5 Responses to “The Art of Harvesting Abstraction”

  1. Mark on December 17th, 2007 8:47 am

    Damn city kids.

    If you don’t run the tractor “over the field before the first sprout”, how the hell are you going to have a sprout?

  2. Steve Ernst on December 18th, 2007 8:56 am

    Nice Mark 🙂

    But more to the point, I work at a company where one of the requirements for a pay grade jump is that “designs do not have unnecessary layers of abstraction.” The way that I’ve always thought about this relates directly to your topic today. The key is to figure out what constitutes a “necessary” level of abstraction. One could spend significant time on up-front analysis trying to find the hot spots that require the abstraction, or one could be more agile and start coding and refactoring allowing the abstractions to “grow” as needed.
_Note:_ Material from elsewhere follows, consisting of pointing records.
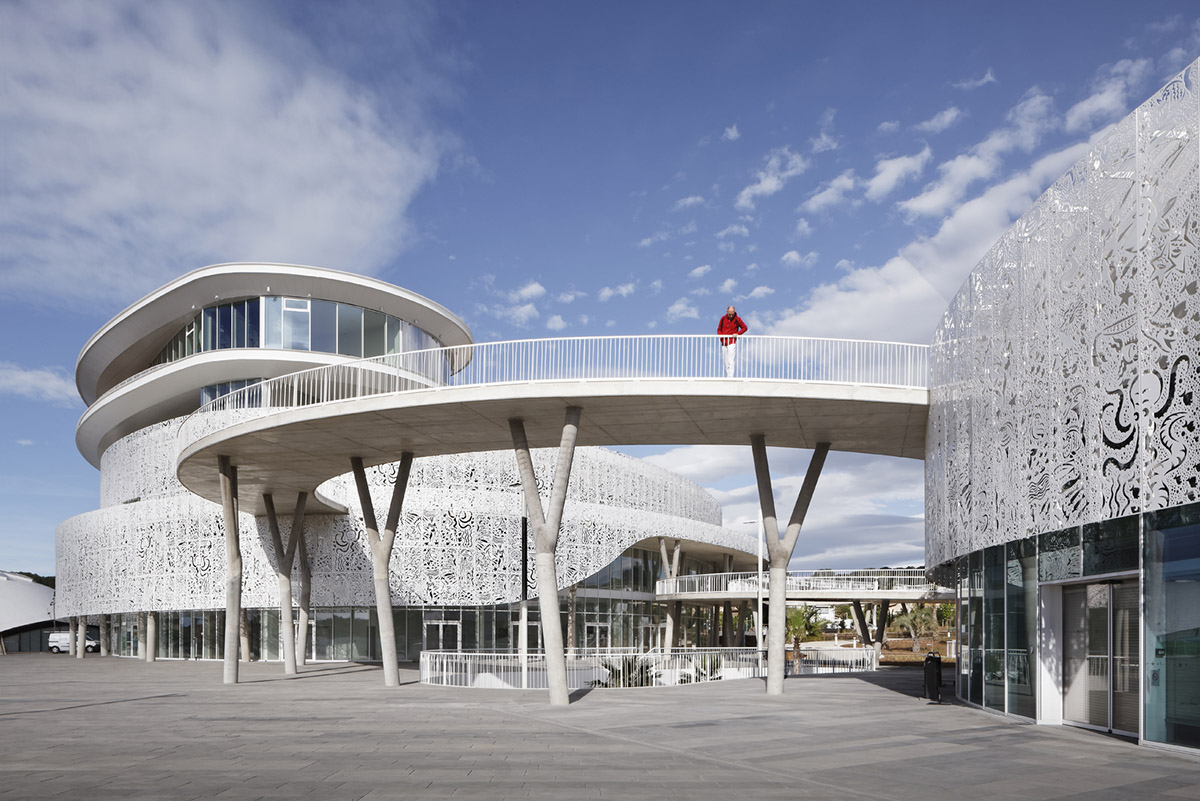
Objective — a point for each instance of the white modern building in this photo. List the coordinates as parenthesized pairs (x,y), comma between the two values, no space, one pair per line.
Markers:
(154,553)
(1063,443)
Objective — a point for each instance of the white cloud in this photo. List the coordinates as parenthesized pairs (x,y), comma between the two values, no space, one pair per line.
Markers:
(833,194)
(682,309)
(976,83)
(532,290)
(623,290)
(940,121)
(42,384)
(144,139)
(825,140)
(1110,95)
(1027,121)
(891,173)
(793,259)
(779,167)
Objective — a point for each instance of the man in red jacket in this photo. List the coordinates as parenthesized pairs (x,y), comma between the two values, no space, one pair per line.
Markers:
(730,327)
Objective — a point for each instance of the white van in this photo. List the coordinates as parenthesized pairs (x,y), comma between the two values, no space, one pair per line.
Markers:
(60,642)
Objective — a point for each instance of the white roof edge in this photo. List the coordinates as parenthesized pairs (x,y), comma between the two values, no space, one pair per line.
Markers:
(90,365)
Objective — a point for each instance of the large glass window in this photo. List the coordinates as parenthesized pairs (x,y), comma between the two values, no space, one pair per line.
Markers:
(1171,675)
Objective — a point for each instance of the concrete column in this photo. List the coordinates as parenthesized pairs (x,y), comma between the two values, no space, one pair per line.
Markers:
(285,556)
(305,601)
(381,556)
(780,550)
(233,566)
(151,636)
(546,527)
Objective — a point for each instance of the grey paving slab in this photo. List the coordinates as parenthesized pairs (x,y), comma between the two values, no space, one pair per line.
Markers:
(111,728)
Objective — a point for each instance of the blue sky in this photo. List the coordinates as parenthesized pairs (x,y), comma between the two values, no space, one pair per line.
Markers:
(541,169)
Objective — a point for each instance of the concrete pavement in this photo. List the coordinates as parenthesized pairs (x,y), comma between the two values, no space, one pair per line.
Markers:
(112,728)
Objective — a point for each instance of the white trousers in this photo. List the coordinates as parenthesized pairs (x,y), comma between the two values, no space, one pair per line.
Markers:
(730,356)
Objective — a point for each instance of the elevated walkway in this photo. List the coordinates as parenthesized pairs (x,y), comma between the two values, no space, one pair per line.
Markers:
(825,586)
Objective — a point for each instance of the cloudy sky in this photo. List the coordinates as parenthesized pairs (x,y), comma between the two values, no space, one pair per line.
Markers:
(541,169)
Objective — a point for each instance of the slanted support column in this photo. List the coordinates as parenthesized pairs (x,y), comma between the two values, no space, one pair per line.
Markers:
(285,556)
(546,527)
(305,603)
(381,556)
(233,568)
(151,636)
(780,550)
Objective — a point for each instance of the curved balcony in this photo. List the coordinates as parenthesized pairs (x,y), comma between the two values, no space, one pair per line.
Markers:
(892,584)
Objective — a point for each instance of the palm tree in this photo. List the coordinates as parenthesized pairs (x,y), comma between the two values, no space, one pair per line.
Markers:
(922,620)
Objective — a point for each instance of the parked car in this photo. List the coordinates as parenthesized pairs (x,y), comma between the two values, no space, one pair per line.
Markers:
(60,642)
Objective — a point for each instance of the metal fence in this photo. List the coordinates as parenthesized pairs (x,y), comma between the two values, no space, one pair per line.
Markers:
(597,668)
(582,359)
(861,580)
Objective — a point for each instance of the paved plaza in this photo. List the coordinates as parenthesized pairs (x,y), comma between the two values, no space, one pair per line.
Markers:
(111,728)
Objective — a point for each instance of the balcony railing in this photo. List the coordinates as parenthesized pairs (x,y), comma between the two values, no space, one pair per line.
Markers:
(583,359)
(849,582)
(628,667)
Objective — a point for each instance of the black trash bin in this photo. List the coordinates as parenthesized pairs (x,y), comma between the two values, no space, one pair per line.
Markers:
(934,676)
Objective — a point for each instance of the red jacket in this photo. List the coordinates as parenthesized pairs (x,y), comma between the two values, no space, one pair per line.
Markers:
(735,326)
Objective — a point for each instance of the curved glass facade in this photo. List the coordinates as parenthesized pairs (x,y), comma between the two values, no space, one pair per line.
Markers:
(297,324)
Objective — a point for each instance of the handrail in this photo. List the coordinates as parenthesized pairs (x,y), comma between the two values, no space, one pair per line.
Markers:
(580,359)
(857,580)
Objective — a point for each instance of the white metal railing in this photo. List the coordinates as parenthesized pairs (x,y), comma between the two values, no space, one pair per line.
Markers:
(583,359)
(850,582)
(630,667)
(592,667)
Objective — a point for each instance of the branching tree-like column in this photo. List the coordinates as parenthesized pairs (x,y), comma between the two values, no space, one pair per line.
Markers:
(780,550)
(285,556)
(233,568)
(305,601)
(545,529)
(381,556)
(671,567)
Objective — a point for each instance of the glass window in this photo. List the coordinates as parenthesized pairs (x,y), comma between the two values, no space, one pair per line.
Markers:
(252,308)
(1021,618)
(375,333)
(1110,546)
(273,308)
(1171,675)
(1059,555)
(349,330)
(323,326)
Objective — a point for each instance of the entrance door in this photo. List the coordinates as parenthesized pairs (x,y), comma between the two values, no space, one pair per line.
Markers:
(441,636)
(1101,648)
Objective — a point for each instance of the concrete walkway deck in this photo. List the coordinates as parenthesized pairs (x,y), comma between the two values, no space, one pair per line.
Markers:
(108,728)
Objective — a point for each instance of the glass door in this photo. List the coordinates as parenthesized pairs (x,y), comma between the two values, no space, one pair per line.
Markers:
(1101,656)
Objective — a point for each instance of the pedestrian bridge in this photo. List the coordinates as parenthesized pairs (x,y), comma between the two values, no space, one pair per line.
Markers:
(825,586)
(291,434)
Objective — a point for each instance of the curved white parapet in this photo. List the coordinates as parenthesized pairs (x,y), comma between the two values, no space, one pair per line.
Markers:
(297,431)
(892,584)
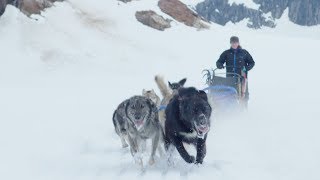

Yet every day I see new features designed with many levels of DI and strategy patterns in an attempt to be elegant (or something) and I know they will never be “fruitful.”

  3. Jeremy N on December 21st, 2007 7:40 pm

    One of the things that often doesn’t get asked as much as it should during interviews is regarding experience. If you want someone that can truly balance the level of abstraction I feel that experience is key.

  4. Max Pool on December 21st, 2007 8:45 pm

    @Jeremy –

    Ah, but that is partially my point, sometimes experience gives us ego. That ego is what leads us astray in believing we can “out-think” the problem domain and preemptively strike with abstractions.

    Experience can also be a negative in some cases…

  5. Jeremy N on December 22nd, 2007 7:12 pm

    @Max

    Agreed, experience can give us egos, and some developers never get passed that point. I think through the cycle of “life” for a good developer the possible negativity from experience tends to bite them in the ass a few times making making the “super developer” a bit more humble.

    Sort of one of those things your old man told you when you where an all-knowing teenager putting you in back your place.